2. The truth of the cause of suffering (samudaya): The understanding that the root of suffering, ourselves, others & nature. Birth, change, aging, illness & death. Kleshas. Kleshas are what the student observes that come up in practice. They are considered mental-emotional afflictions, obstructions and causes of suffering or Dukkha. Kleshas produce negative thoughts and emotions in the Citta or Heart-Mind (called in the Yoga Sutras Klista Vrttis), the roaming tendencies of the heart-mind and the outer expression of the Kleshas.
- Avidya – Ignorance, misapprehension, misunderstanding, lack of awareness, blind spots – about the real nature of all things. Without Avidya the others wouldn’t exists.
- Asmita – Egotism, thinking more or less of who your limited ego identifies as.
- Raga – Attachment to pleasure, craving, grasping, yearning and addictively chasing instant gratification.
- Devsa – Avoidance of pain, resistance, aversion, the way we disassociate from things that might bring us pain.
- Abinivesha – Fear of loss, change and death.
3. The truth that there is a stopping to suffering (nirodha): Do you understand why you practice Yoga? Physical? Energetic? Mental/emotional? Spiritual? Do you understand how to meet your needs today? Exercise, diet, sleep, socialising, work, downtime, intimacy. The understanding that it is possible to end suffering by practicing. In yoga practice as well as others likeminded disciplines there is a delaying of the gratification of reacting and facing what we are afraid of or avoiding or attached to, and observing how our ego gets misidentified and waking to what we truly are. 1-3 stages of Yoga Awareness, understanding, acceptance,
Make a plan to stop suffering.
4. The truth of the path to stop suffering (magga): by practicing the Path whatever path that may be for you. Call to action! Show up, follow the plan, effort.
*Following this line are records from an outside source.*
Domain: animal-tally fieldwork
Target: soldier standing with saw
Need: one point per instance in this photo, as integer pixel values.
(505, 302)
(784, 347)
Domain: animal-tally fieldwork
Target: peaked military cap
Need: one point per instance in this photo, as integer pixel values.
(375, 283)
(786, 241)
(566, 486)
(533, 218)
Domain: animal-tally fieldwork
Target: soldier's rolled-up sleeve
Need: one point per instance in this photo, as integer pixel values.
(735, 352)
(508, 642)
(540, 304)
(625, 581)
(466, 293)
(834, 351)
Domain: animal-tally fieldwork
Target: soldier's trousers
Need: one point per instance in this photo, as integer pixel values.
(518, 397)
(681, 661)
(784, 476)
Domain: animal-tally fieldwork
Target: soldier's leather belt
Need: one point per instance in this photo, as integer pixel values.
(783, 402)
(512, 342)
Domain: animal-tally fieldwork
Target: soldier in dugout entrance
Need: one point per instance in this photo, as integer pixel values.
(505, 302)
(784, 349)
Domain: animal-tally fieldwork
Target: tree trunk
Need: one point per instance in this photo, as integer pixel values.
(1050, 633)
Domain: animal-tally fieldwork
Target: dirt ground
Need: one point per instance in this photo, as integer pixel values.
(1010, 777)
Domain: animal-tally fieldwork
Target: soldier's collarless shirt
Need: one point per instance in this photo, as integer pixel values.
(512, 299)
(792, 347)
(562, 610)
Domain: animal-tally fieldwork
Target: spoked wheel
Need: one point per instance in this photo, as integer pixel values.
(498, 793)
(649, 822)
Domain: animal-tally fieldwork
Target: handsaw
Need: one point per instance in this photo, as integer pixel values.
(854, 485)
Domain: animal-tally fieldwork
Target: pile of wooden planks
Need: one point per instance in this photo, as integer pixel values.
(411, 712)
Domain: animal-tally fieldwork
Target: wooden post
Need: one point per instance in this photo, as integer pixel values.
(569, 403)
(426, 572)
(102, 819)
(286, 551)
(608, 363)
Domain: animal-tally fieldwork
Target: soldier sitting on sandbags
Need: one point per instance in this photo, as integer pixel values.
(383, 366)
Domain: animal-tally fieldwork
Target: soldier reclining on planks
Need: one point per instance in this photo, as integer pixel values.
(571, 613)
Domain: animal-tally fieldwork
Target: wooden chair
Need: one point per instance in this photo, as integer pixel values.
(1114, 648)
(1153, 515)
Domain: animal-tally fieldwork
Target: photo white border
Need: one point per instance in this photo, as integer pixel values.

Karma.
Wise understanding, therefore, is the ability to be aware in any given moment with clear understanding of these Four Noble Truths, as well as the understanding your intention to practice.
Do you understand what you are learning when you are aware? What are you learning when you’re aware of the asana in practice? Where do you hold too tightly, what part doesn’t engage? Why do you like some poses and not others? Energy-body? Sluggish, ungrounded, overactive? And the mind?What thoughts are motivating you to act? Reaction? Fear-base? Love-base? What are you learning when you rest in awareness? Consciousness? What do you need today to restore you to a state of serenity, sanity and peace?
We practice to clear our body, energy and mind-heart so we can see, not so affected by life, feeling whole and complete as we are and our capacity for great compassion, wisdom and the power of love motivate us in fulfilling our purpose today.